Fiéis estavam reunidos no local no momento da explosão, que também causou danos significativos à estrutura da igreja, situada na Cidade de Gaza, na região central do território palestino.

O Vaticano informou que o templo foi “atingido diretamente” por um disparo de tanque de guerra.

A Igreja da Sagrada Família em Gaza foi atingida nesta manhã por um bombardeio. (…) Rezamos para que suas almas [dos mortos] descansem em paz e pelo fim desta guerra bárbara. Nada pode justificar o ataque contra civis inocentes”, afirmou o Patriarcado em nota, apontando posteriormente para um “aparente ataque do Exército israelense”.

O papa Leão XIV condenou a ofensiva, expressando “profundo pesar” pelas mortes e renovando seu apelo por um cessar-fogo imediato na guerra entre Israel e o grupo terrorista Hamas, em curso desde outubro de 2023.

Em comunicado, o pontífice “lamentou o ataque militar” e pediu o fim das hostilidades em Gaza.
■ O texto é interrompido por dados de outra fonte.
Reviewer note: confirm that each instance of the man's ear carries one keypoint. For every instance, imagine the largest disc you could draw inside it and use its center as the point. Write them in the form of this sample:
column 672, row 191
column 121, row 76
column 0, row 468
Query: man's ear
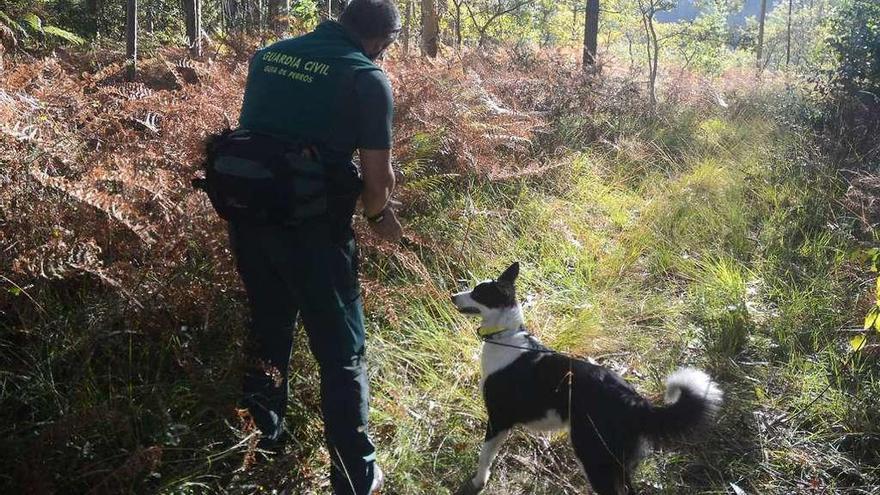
column 510, row 274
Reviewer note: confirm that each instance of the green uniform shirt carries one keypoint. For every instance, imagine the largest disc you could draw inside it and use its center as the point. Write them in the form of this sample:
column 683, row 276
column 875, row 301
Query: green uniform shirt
column 323, row 88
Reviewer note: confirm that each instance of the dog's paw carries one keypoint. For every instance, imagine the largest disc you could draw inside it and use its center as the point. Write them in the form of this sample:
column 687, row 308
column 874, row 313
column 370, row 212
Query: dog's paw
column 468, row 488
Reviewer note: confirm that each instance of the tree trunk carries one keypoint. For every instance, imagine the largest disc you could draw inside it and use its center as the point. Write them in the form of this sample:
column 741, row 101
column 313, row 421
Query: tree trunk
column 430, row 28
column 192, row 12
column 591, row 32
column 761, row 18
column 407, row 26
column 653, row 48
column 131, row 39
column 788, row 37
column 93, row 11
column 458, row 40
column 279, row 22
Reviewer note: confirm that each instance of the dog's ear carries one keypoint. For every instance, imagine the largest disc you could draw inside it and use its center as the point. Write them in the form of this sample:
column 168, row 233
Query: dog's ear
column 510, row 274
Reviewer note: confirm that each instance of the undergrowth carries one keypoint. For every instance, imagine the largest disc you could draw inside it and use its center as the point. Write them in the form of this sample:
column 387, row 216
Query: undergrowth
column 691, row 234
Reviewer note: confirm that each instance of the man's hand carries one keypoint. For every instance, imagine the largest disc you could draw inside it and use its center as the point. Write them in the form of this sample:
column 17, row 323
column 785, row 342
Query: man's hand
column 389, row 228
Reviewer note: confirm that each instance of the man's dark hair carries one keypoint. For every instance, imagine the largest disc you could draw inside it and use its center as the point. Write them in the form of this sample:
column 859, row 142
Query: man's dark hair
column 371, row 19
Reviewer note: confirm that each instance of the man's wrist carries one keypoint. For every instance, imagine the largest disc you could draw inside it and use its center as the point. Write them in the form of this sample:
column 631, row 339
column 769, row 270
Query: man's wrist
column 378, row 217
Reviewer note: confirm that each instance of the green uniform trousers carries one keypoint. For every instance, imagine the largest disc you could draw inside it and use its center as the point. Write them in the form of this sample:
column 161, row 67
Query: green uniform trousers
column 309, row 271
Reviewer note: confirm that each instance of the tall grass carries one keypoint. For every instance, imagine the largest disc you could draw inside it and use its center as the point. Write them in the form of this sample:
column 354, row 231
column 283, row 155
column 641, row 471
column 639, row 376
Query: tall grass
column 686, row 236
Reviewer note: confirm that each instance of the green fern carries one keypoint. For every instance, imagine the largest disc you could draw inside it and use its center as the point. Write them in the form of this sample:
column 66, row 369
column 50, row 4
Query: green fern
column 32, row 22
column 63, row 34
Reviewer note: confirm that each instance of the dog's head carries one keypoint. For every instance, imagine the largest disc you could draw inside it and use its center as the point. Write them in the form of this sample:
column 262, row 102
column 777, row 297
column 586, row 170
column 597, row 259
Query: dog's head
column 490, row 298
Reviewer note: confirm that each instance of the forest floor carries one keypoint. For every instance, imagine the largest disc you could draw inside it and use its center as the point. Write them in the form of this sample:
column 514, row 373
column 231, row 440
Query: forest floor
column 710, row 231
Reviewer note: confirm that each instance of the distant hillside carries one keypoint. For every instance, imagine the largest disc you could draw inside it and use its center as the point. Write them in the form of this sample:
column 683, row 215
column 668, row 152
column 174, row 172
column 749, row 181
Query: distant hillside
column 688, row 10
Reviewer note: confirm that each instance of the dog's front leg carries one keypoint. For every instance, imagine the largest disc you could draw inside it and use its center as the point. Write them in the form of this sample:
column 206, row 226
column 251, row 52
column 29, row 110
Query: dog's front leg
column 491, row 446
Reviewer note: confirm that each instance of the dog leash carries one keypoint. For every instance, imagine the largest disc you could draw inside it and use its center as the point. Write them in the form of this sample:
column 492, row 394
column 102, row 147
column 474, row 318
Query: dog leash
column 570, row 376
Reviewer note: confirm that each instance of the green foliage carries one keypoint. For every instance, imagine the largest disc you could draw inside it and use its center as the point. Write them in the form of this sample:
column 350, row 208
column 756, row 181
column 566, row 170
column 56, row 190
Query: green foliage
column 30, row 25
column 855, row 39
column 718, row 299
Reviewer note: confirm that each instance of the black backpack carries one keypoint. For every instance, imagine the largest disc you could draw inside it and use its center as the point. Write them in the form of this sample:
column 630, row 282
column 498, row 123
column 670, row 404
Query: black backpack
column 262, row 179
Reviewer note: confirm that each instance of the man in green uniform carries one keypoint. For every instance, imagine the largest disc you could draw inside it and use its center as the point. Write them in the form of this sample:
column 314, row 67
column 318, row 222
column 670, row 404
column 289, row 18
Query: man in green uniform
column 322, row 88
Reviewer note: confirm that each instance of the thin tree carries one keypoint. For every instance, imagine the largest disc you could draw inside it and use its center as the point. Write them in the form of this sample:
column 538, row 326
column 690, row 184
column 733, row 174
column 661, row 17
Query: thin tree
column 591, row 32
column 192, row 10
column 430, row 28
column 457, row 4
column 131, row 39
column 760, row 48
column 407, row 26
column 788, row 36
column 279, row 20
column 495, row 11
column 648, row 10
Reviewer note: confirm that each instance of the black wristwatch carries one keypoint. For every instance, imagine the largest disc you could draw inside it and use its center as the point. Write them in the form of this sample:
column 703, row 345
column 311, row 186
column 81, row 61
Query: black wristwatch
column 377, row 218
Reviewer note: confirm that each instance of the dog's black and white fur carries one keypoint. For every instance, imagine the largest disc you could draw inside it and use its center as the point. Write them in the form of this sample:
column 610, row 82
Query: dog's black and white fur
column 610, row 424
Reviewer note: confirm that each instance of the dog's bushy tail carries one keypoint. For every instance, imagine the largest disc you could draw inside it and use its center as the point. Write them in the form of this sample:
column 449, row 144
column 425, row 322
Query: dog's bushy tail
column 692, row 400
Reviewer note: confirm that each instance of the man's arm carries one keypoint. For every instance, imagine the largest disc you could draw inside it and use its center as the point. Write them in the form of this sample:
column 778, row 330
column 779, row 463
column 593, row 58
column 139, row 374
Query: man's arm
column 378, row 180
column 375, row 115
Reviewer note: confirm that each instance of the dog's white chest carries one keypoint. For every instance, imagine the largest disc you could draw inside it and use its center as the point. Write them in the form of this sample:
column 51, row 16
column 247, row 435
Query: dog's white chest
column 551, row 422
column 499, row 354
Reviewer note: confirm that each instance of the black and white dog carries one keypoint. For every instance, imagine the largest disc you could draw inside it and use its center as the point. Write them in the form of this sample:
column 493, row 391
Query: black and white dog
column 610, row 424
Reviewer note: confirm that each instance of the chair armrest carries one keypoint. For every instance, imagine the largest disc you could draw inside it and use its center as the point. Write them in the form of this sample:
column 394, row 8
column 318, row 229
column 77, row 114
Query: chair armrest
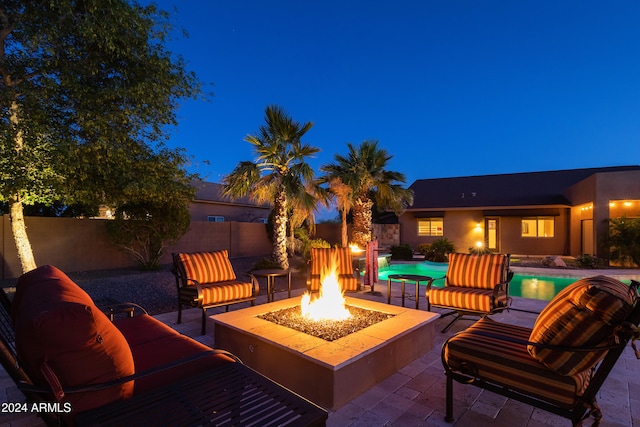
column 625, row 334
column 431, row 280
column 34, row 388
column 124, row 307
column 254, row 282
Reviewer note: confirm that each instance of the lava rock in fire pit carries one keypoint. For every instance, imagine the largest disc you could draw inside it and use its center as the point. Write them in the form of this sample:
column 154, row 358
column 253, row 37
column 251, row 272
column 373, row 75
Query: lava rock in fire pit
column 329, row 330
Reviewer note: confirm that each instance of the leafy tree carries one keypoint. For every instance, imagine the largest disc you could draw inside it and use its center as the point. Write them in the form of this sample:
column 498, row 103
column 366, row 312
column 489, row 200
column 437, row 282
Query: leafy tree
column 624, row 240
column 84, row 83
column 145, row 230
column 279, row 174
column 155, row 213
column 364, row 171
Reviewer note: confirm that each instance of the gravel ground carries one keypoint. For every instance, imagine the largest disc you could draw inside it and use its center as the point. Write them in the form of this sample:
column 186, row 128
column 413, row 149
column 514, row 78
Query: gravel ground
column 153, row 290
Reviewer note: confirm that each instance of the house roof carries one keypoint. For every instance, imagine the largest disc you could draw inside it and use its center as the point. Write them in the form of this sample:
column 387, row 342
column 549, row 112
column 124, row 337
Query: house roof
column 212, row 192
column 505, row 190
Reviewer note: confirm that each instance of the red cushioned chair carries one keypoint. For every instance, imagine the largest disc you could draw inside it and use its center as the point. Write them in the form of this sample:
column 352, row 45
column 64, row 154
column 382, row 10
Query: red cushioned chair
column 207, row 279
column 321, row 259
column 473, row 285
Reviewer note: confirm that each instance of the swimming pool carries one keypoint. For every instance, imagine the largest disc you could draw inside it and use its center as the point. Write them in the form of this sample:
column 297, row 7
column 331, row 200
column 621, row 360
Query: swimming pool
column 526, row 286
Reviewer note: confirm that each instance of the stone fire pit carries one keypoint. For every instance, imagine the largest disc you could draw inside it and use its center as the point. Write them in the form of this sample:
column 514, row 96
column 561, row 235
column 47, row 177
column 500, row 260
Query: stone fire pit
column 329, row 373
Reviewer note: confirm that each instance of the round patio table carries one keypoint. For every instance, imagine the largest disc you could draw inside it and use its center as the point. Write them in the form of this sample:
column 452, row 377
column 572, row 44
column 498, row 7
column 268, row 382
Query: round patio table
column 403, row 278
column 271, row 277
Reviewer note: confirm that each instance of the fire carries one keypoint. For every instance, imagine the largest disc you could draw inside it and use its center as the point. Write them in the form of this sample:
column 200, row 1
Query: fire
column 330, row 304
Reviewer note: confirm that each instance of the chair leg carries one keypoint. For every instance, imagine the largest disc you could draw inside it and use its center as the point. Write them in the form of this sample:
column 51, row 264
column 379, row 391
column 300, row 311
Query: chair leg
column 446, row 328
column 449, row 393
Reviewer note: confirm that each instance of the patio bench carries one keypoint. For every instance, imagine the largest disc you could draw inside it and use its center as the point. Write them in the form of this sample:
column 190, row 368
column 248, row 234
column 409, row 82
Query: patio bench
column 474, row 285
column 207, row 279
column 558, row 365
column 64, row 352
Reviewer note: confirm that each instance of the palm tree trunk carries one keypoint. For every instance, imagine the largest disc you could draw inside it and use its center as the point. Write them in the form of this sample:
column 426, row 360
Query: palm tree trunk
column 344, row 229
column 362, row 221
column 19, row 231
column 280, row 230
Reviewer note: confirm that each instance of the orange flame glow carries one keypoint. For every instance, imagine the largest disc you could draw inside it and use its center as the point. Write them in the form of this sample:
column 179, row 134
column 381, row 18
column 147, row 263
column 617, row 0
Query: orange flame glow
column 330, row 304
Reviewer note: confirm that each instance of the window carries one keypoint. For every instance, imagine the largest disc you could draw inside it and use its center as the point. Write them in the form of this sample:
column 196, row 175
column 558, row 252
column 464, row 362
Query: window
column 542, row 226
column 430, row 227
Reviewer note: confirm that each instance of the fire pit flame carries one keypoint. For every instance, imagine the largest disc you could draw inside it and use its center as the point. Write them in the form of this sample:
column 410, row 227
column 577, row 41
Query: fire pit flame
column 330, row 304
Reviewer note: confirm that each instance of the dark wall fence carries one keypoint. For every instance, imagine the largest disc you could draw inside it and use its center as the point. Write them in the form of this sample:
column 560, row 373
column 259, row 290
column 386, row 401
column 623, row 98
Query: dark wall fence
column 83, row 244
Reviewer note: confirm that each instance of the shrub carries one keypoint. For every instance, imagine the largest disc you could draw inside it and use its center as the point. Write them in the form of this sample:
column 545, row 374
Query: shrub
column 438, row 250
column 266, row 264
column 402, row 252
column 587, row 261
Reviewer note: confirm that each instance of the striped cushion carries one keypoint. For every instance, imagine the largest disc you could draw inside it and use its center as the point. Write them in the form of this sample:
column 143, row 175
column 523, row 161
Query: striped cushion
column 476, row 271
column 464, row 298
column 509, row 364
column 347, row 283
column 206, row 267
column 214, row 293
column 584, row 314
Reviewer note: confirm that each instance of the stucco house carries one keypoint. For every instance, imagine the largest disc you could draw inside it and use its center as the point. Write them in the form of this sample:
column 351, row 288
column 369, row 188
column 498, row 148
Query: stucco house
column 210, row 205
column 560, row 212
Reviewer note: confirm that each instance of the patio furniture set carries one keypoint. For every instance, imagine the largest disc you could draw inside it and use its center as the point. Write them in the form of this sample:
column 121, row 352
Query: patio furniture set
column 59, row 347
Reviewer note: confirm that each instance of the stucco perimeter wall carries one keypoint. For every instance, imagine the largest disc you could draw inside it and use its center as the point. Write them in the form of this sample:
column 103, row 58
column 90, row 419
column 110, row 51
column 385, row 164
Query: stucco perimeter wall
column 83, row 244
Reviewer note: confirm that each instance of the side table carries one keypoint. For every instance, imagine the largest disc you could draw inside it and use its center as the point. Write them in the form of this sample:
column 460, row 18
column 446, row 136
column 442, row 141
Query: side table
column 271, row 277
column 403, row 278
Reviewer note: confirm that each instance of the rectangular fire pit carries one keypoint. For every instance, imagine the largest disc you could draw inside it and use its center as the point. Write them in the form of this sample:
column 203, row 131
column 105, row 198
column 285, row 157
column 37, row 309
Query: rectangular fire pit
column 329, row 374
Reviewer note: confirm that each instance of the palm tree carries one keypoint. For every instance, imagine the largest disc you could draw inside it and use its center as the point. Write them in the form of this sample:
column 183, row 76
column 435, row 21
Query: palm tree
column 343, row 195
column 279, row 173
column 363, row 170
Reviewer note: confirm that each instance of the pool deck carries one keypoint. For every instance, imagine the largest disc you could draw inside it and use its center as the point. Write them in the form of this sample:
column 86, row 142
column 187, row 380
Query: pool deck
column 414, row 395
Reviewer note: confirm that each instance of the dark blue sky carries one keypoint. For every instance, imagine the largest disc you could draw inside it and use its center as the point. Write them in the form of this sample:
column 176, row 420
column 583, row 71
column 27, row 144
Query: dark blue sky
column 448, row 87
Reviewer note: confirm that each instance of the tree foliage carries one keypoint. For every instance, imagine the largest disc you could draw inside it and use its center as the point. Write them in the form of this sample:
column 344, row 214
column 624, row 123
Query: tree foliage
column 280, row 175
column 364, row 170
column 87, row 91
column 145, row 230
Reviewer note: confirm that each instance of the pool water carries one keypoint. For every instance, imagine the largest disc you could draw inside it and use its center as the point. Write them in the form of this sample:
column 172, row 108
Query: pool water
column 534, row 287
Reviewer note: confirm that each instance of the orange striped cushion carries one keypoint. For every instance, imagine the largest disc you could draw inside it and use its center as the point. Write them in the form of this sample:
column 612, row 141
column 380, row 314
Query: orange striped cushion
column 207, row 267
column 347, row 283
column 584, row 314
column 507, row 363
column 464, row 298
column 215, row 293
column 476, row 271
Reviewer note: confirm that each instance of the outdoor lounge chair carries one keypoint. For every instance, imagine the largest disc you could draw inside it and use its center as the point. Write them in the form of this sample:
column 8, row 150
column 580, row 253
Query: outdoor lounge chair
column 321, row 259
column 207, row 279
column 560, row 364
column 473, row 285
column 76, row 367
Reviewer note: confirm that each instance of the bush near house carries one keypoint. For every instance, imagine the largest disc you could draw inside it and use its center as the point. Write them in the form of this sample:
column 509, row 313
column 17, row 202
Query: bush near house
column 401, row 252
column 437, row 251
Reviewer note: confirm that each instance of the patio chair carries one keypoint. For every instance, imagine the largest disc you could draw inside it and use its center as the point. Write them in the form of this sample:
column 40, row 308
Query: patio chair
column 77, row 367
column 560, row 364
column 207, row 279
column 321, row 259
column 474, row 285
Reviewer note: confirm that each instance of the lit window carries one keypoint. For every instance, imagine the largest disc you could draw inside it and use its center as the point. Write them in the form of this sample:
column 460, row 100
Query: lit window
column 542, row 226
column 430, row 227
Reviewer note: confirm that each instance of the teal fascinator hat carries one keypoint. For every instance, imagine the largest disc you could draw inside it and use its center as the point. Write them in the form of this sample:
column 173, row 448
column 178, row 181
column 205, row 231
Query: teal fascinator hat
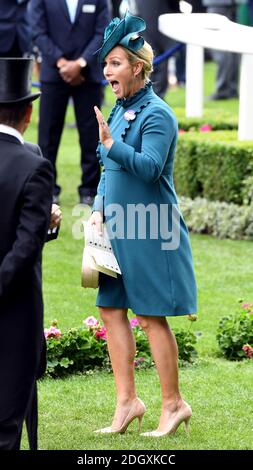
column 124, row 33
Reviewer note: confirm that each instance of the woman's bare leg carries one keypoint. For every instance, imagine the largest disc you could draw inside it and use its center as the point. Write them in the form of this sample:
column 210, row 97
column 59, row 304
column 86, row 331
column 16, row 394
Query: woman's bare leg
column 121, row 347
column 165, row 353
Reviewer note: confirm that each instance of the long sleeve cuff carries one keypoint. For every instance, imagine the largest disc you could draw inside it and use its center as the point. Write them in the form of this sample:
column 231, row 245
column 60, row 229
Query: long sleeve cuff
column 98, row 204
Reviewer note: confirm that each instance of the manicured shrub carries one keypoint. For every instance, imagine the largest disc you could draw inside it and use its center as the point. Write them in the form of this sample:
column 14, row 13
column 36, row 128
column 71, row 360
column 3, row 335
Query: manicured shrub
column 213, row 167
column 235, row 334
column 219, row 219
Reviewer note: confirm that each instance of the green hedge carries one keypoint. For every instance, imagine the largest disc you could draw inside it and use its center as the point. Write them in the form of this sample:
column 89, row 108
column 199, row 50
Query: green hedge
column 219, row 219
column 218, row 120
column 213, row 165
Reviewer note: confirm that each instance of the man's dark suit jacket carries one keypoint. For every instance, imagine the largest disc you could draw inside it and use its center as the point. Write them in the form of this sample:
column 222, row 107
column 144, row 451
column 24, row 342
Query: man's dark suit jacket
column 26, row 186
column 14, row 25
column 56, row 36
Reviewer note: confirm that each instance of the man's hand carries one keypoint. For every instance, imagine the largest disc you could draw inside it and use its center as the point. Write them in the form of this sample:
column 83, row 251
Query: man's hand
column 56, row 216
column 70, row 71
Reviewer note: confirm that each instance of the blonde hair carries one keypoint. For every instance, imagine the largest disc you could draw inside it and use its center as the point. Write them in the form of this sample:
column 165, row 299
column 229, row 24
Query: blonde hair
column 145, row 55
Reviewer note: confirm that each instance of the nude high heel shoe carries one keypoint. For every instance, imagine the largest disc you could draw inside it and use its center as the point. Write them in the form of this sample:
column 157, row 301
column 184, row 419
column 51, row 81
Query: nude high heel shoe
column 136, row 410
column 183, row 414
O pároco argentino Gabriel Romanelli, ferido com pouca gravidade no ataque, também foi citado pelo Vaticano. Ele costumava manter o falecido papa Francisco informado sobre a situação na Faixa de Gaza.

Imagens divulgadas pela igreja mostram o impacto do bombardeio: o telhado foi atingido próximo à cruz principal, a fachada de pedra ficou chamuscada e diversas janelas foram destruídas.

A reportagem do Vatican News, intitulada “Forças de Israel atacam igreja católica em Gaza”, informou que quatro pessoas ficaram gravemente feridas, incluindo os dois mortos — um homem e uma mulher.

O que sabemos com certeza é que um tanque — as Forças de Defesa de Israel (IDF) dizem que foi por engano, mas não temos certeza disso — atingiu diretamente a igreja”, declarou ao Vatican News o cardeal Pierbattista Pizzaballa, patriarca latino de Jerusalém.

Em nota, o Exército israelense afirmou que “nunca ataca locais religiosos” e que “faz todo o esforço possível para evitar danos a civis e a estruturas civis, incluindo locais religiosos, lamentando qualquer dano causado a eles”.

Segundo a agência católica SIR, a Igreja da Sagrada Família abrigava cerca de 500 cristãos deslocados pelos combates.

A primeira-ministra da Itália, a conservadora Giorgia Meloni, responsabilizou Israel pelo bombardeio e classificou como “inaceitáveis” os “ataques contra a população civil”.